Increases in fertiliser use and livestock waste have resulted in India having the world’s highest atmospheric ammonia concentrations. Photo: Flickr.com / Peter Casier CC BY NC ND
Ammonia increasing over agricultural areas
The first global, long-term satellite study of airborne ammonia gas has revealed increasing levels of the pollutant over four of the world’s most productive agricultural regions.
Using satellite data, new research has discovered steadily increasing ammonia concentrations from 2002 to 2016 over agricultural areas in the United States, Europe, China and India. The study “Increased atmospheric ammonia over the world’s major agricultural areas detected from space” was published in March in the journal Geophysical Research Letters.
Excess ammonia is harmful to plants and reduces air and water quality. In the troposphere – the lowest part of the atmosphere – ammonia reacts with nitric and sulphuric acids to form tiny particles (PM2.5) that contribute to aerosol pollution that is damaging to human health. Ammonia can also fall back to Earth as wet or dry deposition on vegetation, soils and surface waters, causing eutrophication.
The increases in ammonia are broadly tied to emissions from crop fertilisers and livestock waste, changes in atmospheric chemistry and warming soils that retain less ammonia.
Each major agricultural region highlighted in the study experienced a slightly different combination of factors that correlate with increased ammonia in the air from 2002 to 2016.
The United States, for example, has not experienced a dramatic increase in fertiliser use or major changes in fertiliser application practices. But legislation to reduce acid rain in the 1990s resulted in reductions in emissions of sulphur dioxide (SO2) and nitrogen oxides (NOx) that most likely had the unintended effect of increasing levels of gaseous ammonia. The acids that cause acid rain also scrub ammonia gas from the atmosphere, so the sharp decrease in these acids in the atmosphere is a plausible explanation for the increase in ammonia over the same time frame.

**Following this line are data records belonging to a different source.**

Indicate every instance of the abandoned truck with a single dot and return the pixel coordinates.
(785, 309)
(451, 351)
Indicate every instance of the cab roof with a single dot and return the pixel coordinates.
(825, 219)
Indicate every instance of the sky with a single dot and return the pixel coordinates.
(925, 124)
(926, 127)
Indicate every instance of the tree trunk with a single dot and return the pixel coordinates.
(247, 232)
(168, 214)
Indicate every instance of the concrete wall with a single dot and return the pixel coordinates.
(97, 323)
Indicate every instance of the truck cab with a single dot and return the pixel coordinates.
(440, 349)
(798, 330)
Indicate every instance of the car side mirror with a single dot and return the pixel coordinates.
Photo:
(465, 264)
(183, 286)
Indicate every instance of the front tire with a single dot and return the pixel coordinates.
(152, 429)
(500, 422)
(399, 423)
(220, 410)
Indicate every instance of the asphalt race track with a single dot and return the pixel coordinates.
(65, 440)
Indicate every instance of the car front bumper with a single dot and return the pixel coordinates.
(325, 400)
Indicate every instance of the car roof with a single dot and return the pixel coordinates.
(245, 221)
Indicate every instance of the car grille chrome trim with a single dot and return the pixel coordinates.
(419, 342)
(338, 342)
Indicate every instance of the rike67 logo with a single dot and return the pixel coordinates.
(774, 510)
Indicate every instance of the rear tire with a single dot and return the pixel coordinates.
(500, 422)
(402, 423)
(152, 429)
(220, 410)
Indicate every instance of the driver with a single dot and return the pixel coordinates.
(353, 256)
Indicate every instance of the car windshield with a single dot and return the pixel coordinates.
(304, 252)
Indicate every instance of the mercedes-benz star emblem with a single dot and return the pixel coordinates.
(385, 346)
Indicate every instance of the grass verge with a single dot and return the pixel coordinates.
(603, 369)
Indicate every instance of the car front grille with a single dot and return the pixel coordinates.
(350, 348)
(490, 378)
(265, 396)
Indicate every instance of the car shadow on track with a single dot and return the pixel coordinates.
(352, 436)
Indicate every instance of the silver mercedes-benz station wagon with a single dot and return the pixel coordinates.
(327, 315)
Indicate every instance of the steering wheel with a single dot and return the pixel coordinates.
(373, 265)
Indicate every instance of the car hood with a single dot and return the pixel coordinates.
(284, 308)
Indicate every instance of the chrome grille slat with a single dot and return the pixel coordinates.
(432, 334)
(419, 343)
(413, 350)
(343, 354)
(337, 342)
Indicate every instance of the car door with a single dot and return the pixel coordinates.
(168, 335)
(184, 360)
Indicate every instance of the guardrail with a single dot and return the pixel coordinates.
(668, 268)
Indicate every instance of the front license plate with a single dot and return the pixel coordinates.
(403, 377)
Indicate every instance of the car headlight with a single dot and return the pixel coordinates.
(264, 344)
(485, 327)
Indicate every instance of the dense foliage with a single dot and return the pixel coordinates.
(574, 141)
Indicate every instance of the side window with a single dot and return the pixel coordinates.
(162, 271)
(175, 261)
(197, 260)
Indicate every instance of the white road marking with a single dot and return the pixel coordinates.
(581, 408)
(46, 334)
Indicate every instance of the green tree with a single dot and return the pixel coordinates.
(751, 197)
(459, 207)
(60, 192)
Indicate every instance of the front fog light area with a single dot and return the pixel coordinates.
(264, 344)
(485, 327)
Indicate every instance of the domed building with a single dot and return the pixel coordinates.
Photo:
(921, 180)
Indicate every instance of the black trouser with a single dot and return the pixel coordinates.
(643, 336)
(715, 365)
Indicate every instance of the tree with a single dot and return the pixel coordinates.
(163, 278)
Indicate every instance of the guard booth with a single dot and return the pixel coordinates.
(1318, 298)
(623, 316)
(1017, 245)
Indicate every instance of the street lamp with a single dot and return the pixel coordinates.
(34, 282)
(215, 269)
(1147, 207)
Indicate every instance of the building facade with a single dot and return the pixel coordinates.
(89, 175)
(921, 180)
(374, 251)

Europe experienced the least dramatic increase in atmospheric ammonia of the four major agricultural areas highlighted by the study. The researchers suggest this is due in part to successful limits on ammonia-rich fertilisers and improved practices for treating animal waste. As in the United States, significant reductions in emissions of SO2 and NOx and thus in atmospheric acids that would normally remove ammonia from the atmosphere help to explain the increased ammonia levels.
“The decrease in acid rain is a good thing. Aerosol loading has plummeted – a substantial benefit to us all,” said Russell Dickerson, a professor at the University of Maryland and co-author of the study.
China has greatly expanded agricultural activities since 2002, widening its use of ammonia-containing fertilisers and increasing ammonia emissions from animal waste. The increase in ammonia has spiked aerosol loading in China, and is a major contributor to the thick haze seen in Beijing.
In India, a broad increase in fertiliser use coupled with large contributions from livestock waste have resulted in the world’s highest concentrations of atmospheric ammonia. But the researchers note that ammonia concentrations have not increased as quickly as over other regions, most likely due to increased emissions of SO2 and NOx and, consequently, some increased scrubbing of ammonia from the atmosphere.
In all regions, the researchers attributed some of the increase in atmospheric ammonia to climate change, reflected in warmer air and soil temperatures. Ammonia vaporises more readily from warmer soil, so as the soils in each region have warmed year by year, their contributions to atmospheric ammonia have also increased since 2002.
The authors hope that a better understanding of atmospheric ammonia will help policy makers craft approaches that better balance the high demand for agriculture with the need for environmental protection.
“As the world’s population grows, so does the demand for food – especially meat,” Dickerson said. “This means farmers and ranchers need more fertiliser, which makes it harder to maintain clean air and water. Wise agricultural practices and reduced greenhouse gas emissions can help avoid adverse effects.”